Nos encerrábamos en cabina, la que nos asignaban. Poníamos conferencias. A cobro revertido, no teníamos dinero.

-Sí mamá, que sí, te digo la verdad, que estoy bien. Pásame a papá, anda. – Y oías de fondo a tu madre diciéndole a tu padre lo que tenía que decirte.

-Oye papá, no tengo dinero. – No me anduve con rodeos.

-¿Para qué quieres el dinero? Tienes pagados todos los gastos. – Capté la guasa. Me lo merecía.

-Para las salidas, ya sabes.

-¿No te dan un sueldo? Un soldado es el que lucha por un sueldo.

-Todavía no soy soldado. ¿Por qué no me mandas un giro?

-¿Cuánto quieres?

-Lo que tú veas. – Con mi padre era mejor no ser claro en este aspecto. Si pedía una cantidad concreta eso me mandaba. Si no, le asaltaban las dudas, consultaba con mi madre y terminaba mandando más.

-Oye, no será para irte de… – No contesté, oía a mi madre regañarle por «semejante tontería».

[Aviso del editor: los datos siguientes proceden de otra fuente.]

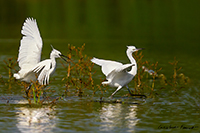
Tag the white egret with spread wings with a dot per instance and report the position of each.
(31, 68)
(116, 73)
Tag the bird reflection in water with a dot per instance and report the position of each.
(115, 116)
(35, 119)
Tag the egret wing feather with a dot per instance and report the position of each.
(119, 71)
(107, 65)
(31, 45)
(43, 70)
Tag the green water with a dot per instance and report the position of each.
(166, 29)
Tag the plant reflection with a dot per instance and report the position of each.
(118, 116)
(35, 119)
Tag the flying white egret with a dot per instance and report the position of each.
(116, 73)
(30, 54)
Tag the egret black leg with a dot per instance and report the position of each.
(116, 91)
(27, 89)
(134, 94)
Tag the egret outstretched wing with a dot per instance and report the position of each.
(31, 45)
(107, 65)
(119, 71)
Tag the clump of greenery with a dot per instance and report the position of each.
(79, 72)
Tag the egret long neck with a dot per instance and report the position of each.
(53, 62)
(133, 61)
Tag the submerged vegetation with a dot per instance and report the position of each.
(79, 81)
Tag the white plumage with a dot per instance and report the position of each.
(30, 54)
(116, 73)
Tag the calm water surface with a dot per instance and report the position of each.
(166, 29)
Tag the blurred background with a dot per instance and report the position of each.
(165, 28)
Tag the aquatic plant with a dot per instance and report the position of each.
(79, 72)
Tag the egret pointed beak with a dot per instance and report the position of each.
(139, 49)
(62, 56)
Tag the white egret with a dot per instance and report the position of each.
(30, 53)
(116, 73)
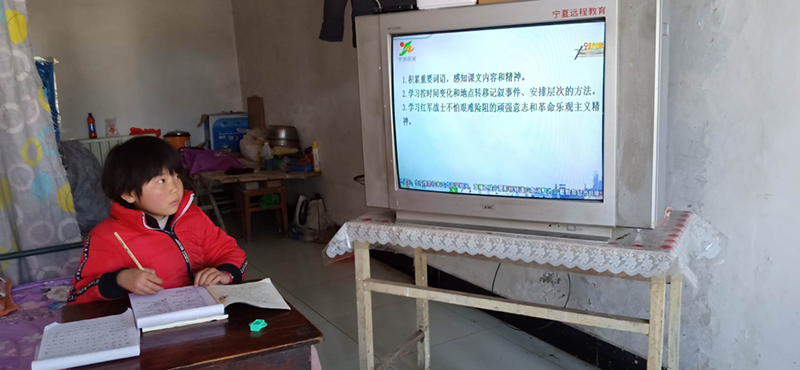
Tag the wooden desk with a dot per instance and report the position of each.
(284, 344)
(270, 182)
(219, 177)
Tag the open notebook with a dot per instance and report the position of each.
(87, 342)
(189, 305)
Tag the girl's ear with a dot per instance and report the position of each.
(129, 197)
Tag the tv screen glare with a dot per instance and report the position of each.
(504, 112)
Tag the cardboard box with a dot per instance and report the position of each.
(224, 131)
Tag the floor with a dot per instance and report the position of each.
(462, 338)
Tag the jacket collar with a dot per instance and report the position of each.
(135, 218)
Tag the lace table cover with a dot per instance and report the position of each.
(665, 250)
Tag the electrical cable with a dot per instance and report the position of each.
(569, 294)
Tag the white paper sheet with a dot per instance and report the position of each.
(260, 294)
(87, 342)
(171, 306)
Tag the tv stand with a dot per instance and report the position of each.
(511, 226)
(658, 256)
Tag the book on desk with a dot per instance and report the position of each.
(116, 337)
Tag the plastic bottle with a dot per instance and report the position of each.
(315, 154)
(92, 127)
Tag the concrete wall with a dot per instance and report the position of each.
(307, 83)
(733, 121)
(150, 63)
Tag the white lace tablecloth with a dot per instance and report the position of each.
(663, 251)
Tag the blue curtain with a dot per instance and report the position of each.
(48, 76)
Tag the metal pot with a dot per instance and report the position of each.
(178, 139)
(283, 136)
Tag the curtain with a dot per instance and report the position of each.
(36, 208)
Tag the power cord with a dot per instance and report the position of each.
(545, 326)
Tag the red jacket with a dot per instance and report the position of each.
(189, 243)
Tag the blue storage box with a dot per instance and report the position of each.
(224, 131)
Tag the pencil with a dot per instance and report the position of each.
(129, 251)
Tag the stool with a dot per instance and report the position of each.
(243, 198)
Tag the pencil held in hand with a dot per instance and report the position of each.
(139, 265)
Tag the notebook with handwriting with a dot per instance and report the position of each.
(87, 342)
(189, 305)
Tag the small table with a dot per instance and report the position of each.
(659, 256)
(268, 182)
(284, 344)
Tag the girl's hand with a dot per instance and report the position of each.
(140, 282)
(211, 276)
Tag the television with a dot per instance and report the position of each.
(543, 116)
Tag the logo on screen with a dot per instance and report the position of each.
(590, 49)
(407, 48)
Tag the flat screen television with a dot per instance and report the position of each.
(538, 115)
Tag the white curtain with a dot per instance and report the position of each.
(36, 208)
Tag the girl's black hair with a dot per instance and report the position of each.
(133, 163)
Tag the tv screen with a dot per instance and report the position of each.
(509, 112)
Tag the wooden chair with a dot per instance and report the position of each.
(246, 208)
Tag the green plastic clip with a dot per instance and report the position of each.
(258, 325)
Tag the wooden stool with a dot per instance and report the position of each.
(243, 198)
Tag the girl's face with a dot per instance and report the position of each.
(160, 197)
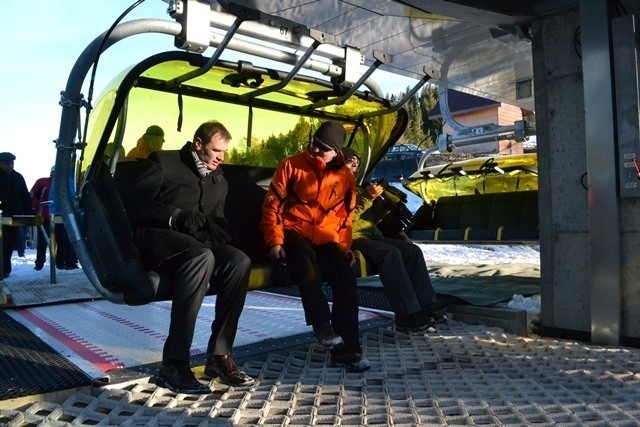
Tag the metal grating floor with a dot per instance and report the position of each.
(461, 375)
(29, 366)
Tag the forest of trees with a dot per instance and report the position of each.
(420, 131)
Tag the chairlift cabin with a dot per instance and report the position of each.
(270, 112)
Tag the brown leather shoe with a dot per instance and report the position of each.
(179, 378)
(225, 368)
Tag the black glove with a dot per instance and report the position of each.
(217, 234)
(190, 222)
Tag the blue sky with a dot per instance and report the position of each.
(41, 41)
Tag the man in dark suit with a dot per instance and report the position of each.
(176, 204)
(14, 200)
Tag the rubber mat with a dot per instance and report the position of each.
(38, 367)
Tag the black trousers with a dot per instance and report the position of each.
(187, 278)
(309, 266)
(402, 270)
(65, 254)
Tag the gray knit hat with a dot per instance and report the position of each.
(332, 134)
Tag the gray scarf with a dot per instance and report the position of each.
(203, 170)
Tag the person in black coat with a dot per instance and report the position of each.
(14, 200)
(176, 207)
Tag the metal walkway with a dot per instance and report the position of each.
(461, 375)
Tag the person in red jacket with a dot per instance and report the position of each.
(304, 226)
(40, 203)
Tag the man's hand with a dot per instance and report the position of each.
(351, 257)
(374, 190)
(277, 254)
(190, 222)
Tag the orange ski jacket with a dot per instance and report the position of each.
(311, 199)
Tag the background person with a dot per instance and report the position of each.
(399, 263)
(176, 206)
(40, 203)
(152, 140)
(66, 258)
(14, 200)
(302, 227)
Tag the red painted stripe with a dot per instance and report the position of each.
(97, 357)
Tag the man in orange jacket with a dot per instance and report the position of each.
(304, 226)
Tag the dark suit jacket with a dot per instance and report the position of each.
(154, 190)
(14, 195)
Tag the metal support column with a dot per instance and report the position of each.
(604, 225)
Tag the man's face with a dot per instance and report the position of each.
(322, 151)
(212, 152)
(6, 166)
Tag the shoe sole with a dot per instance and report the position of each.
(329, 347)
(162, 383)
(417, 330)
(214, 375)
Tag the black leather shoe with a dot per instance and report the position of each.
(225, 368)
(180, 379)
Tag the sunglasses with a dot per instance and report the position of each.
(321, 146)
(352, 161)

Mi madre me lanzaba besos mientras mi padre colgaba rezongando que «este niño sólo llama para pedir dinero, en el colegio era igual». Me propuse ser más cariñoso la próxima vez, me vino a la cabeza lo de «París bien vale una misa» y me avergoncé.

Alejo aún estaba en la cabina, se movía nervioso, daba vueltas sobre sí mismo pasándose el auricular de una oreja a la otra. Estaba serio y parecía contrariado. Tras colgar permaneció quieto en la cabina hasta que el que esperaba lo aceleró. Salió cabizbajo, me dirigí a él y le golpeé en el hombro.

-Mi familia no puede mandarme dinero – se sinceró. Creí adivinar que no estaba triste por el dinero sino por la familia que, sin duda, pasaba por una mala racha.

-Yo tengo. Y me van a mandar más. Así que alegra esa cara.

-No, no, yo me voy a la catedral, pasaré el día rezando. No creas que voy a aceptar que seas tú quien lo pague todo.

Lo vi venir de lejos, ya estaba acostumbrado a sus bromas.

-Yo veré la catedral otro día. Ahora me voy a un bar. Aquí te quedas, chavea.

Eché a andar sin volverme a mirar; temía que tomara otro rumbo y lo perdiera de vista pero, a la vez, quería comprobar si lo conocía lo suficiente. Me alcanzó en las escaleras. Me echó el brazo por lo alto y me alegré por los dos.

-Bueno, bueno, no te voy a dejar solo con tanto dinero. Además te perderías. Los veteranos me han hablado de un par de sitios.

El par de sitios lo conocía medio campamento y todo León. El primero estaba junto a la catedral, un bar donde tomar una copa, un coñac de la época, muy fuerte pero creíamos que quitaba el frío.

Era un bar pequeño que conservaba el calor y el estilo de los bares clásicos. Tenía una barra que describía una curva suave y varias mesas de madera junto a los ventanales que daban a la plaza de la catedral.

Tuvimos suerte, una de esas mesas estaba libre. Nos sentamos en sendas sillas de madera; me sentí cómodo, la vista de la catedral impresionaba y la luz que entraba de la calle creaba el ambiente perfecto para tomar una copa con un amigo.

Atrás quedaban las primeras semanas. Este rato fue el primero de muchos, tantos y tantos que me hicieron llevarme a León en la mente y en el corazón.

El segundo era una mejillonera, servían los mejillones cocinados de todas las maneras: al vapor, tigre, con mayonesa, en vinagreta, a la marinera, con salsa picante… Un adelanto, un ejemplo de los muchos bares de tapas que ofrecía León, otro detalle más que lo equiparaba con nuestra tierra.

La luz se fue haciendo más y más gris hasta marcar el final de un día que me pareció muy corto. León se había dado a conocer a un montón de reclutas venidos de todas partes que encontraron en él calor a pesar del frío y belleza por todos sus rincones.

En el viaje de regreso no hubo paisaje  pero sí la vuelta a la tensión, al estado de alarma. Alejo andaba por todo el autobús cantando y bromeando; viéndolo no podía decirse que le importara lo más mínimo.